To help make that happen, Sutter Health will open the East Bay Advanced Care Clinic in October on the Oakland campus of the Alta Bates Summit Medical Center to better serve high-utilizers of health services by providing preventative care and case management. Some of the Bay Area student hotspotters will work in the clinic, located adjacent to the SMU campus.

More than 80 students studying in healthcare fields ranging from medicine and nursing to physical therapy and social work will attend the kick-off event on Sept. 24 at SMU in Oakland.
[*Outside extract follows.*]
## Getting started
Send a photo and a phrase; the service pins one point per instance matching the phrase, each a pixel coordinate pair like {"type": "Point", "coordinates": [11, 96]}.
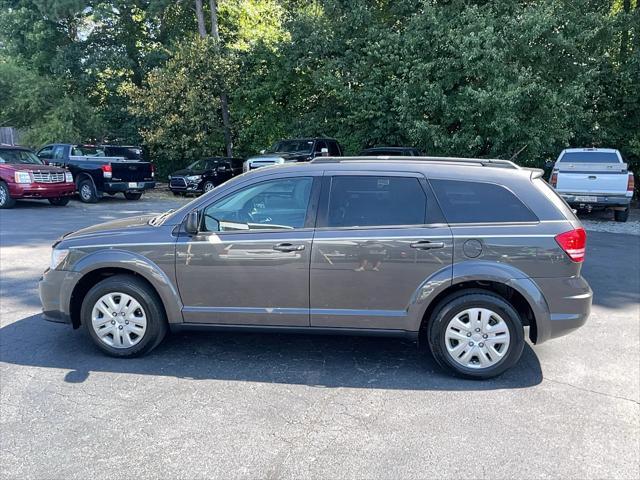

The students will come from SMU, UC Berkeley, the UC Berkeley-UCSF Joint Medical Program, John F. Kennedy University, the California Northstate University College of Pharmacy, Sacramento State University, San Francisco State University, UCLA, and the USC School of Pharmacy.

Catherine Hickey, a hotspotting volunteer who is studying to become a physician assistant at SMU, said that as a former emergency medical technician in Oakland she witnessed firsthand how patients use emergency services for health problems that would be better handled in a primary care setting.

“Many patients have limited transportation, a lack of resources, and poor access to healthcare so that their only apparent choice is to use the emergency department,” said Hickey. “Through this program, I hope to become a better-informed provider about the resources and options available for my patients, and work to become a strong advocate for healthcare change.”

“We were pleased to select Samuel Merritt University as a student hotspotting hub because of SMU's strong partnerships within the community and its natural ability to convene stakeholders," said Marsha Johnson, director of Curriculum Integration at the National Center for Complex Health and Social Needs. "The school's dedication to diversity and the faculty's capacity to build consensus around integrated care will make it a valuable partner."

In addition to Samuel Merritt University, the other designated student hotspotting hubs are the University of Utah in Salt Lake City, the University of Southern Illinois, and Thomas Jefferson University in Philadelphia.